2.2.1 Generational variation
The Rayciska record is deep enough to show variation in apparent time as well as in space. Hattori’s dictionary sets certain forms apart as onne itah ‘elders’ speech’, distinct from what his consultants themselves said: the score numeral hohne ‘twenty’ carries this label, beside the everyday decimal tu kunkutu (Hattori 1964: 262), (Murasaki 2009: 74), and the same consultants knew the exclusive pronoun cioka only as the speech of elders or of the southern west coast (Hattori 1961: 5), (Sakaguchi 2024: 27). Murasaki draws the same line in her course materials, listing elders’ kaa and enkaa beside everyday kaske and enkaske among the relational nouns (Murasaki 2025: 17–18). These are not mere memories of a lost stage: the doublets coexist in running speech — Asai Take’s fifth folktale has both kasketa and elders’ kaata ‘on top of’ within a single passage (Murasaki 2001: text 5) — though the elders’ member could be moribund, as when Naert’s Rayciska informant produced the score construction wanpe ikasma sine hoh ‘thirty’ only as an archaism (Sakaguchi 2022: 71). Hattori’s 1957 article on the age-graded vocabulary of Fujiyama Haru’s dialect, noted above, was the first study to take the phenomenon as its object (Sakaguchi 2024: 8–9).

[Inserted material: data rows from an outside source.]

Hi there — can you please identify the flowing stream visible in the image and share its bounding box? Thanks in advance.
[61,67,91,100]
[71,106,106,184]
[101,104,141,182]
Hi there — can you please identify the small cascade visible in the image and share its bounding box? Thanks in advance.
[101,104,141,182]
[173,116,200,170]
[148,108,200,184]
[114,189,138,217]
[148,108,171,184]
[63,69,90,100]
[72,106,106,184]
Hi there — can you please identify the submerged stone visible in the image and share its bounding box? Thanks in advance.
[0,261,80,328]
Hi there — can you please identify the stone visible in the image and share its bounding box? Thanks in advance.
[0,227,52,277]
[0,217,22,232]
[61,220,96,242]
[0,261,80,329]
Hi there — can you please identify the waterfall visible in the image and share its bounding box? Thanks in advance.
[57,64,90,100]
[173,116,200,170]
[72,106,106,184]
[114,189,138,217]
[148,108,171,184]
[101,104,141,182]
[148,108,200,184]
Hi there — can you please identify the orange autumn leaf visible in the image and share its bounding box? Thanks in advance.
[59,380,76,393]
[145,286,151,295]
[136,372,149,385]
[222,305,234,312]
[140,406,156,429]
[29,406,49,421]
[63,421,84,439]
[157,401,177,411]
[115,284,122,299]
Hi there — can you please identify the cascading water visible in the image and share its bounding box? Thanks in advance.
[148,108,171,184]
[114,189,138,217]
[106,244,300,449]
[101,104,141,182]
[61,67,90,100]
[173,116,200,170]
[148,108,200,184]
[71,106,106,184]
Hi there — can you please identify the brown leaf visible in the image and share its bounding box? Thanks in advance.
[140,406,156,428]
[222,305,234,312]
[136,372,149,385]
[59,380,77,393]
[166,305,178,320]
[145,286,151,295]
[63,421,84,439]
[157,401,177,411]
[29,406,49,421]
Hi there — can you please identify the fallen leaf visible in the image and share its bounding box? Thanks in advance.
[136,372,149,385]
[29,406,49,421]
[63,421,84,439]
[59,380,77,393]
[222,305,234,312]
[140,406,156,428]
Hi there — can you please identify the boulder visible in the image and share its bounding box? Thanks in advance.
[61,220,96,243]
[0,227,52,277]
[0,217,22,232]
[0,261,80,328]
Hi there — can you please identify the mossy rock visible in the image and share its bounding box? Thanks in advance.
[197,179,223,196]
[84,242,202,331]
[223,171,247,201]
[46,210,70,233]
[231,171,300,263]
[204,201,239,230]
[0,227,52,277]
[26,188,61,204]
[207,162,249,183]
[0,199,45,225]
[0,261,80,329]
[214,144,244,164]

| everyday | elders’ (onne itah) | sources | discussion | |
|---|---|---|---|---|
| ‘twenty’ | tu kunkutu | hohne | (Hattori 1964: 262); (Murasaki 2009: 74); (Murasaki 2025: 25) | Chapter 10 |
| ‘on top of (in contact)’ | kaske | kaa | (Murasaki 2025: 17–18); (Murasaki 2001: text 5) | Chapter 11 |
| ‘above (detached)’ | enkaske | enkaa | (Murasaki 2025: 17–18) | Chapter 11 |
| ‘we (exclusive)’ | indefinite an=, anoka | cioka (or southern WS) | (Hattori 1961: 5); (Sakaguchi 2024: 27) | Chapter 13 |
This generational layering must be kept apart from the register and genre variation that runs through the same corpus. The alternation between the KU-series and the indefinite AN-series in first-person reference tracks text type, not speaker age: the Sentoku letters use an= twenty-three times and ku= never, Yamabe’s autobiography is narrated almost wholly in the AN-series, while Asai Take’s tuytah ‘folktale’ use ku- freely in dialogue (Sakaguchi 2024: 46) (Chapter 13). Both kinds of variation bear on the warning given in §2.1.1: with an east-coast record two generations older than the west-coast one, differences between the coasts may be differences between periods, and the elders’ doublets show such change caught in progress within a single community.
2.3 Previous research
The first extensive grammar centred on Sakhalin Ainu is アイヌ語法研究 Ainu gohō kenkyū by Chiri Mashiho (Chiri 1942), published in the reports of the Karafuto Government Museum in Toyohara. Chiri planned three parts — phonology, morphology, and phraseology — but completed only the phonology and part of the morphology, never reaching syntax, as his preface records (Chiri 1942: まへがき). The work treats Ainu as a whole with Sakhalin at the centre, systematically marking Hokkaidō and Karafuto forms, and its phonology establishes points still cited today: the five-vowel system, the Sakhalin-only coda x (our h), the exclusion of stops and r from Sakhalin codas, and the lengthening of accented vowels (Chiri 1942: §§1–6). Its examples are drawn partly from Piłsudski’s texts, partly from Chiri’s own Karafuto fieldwork (Sakaguchi 2024: 8).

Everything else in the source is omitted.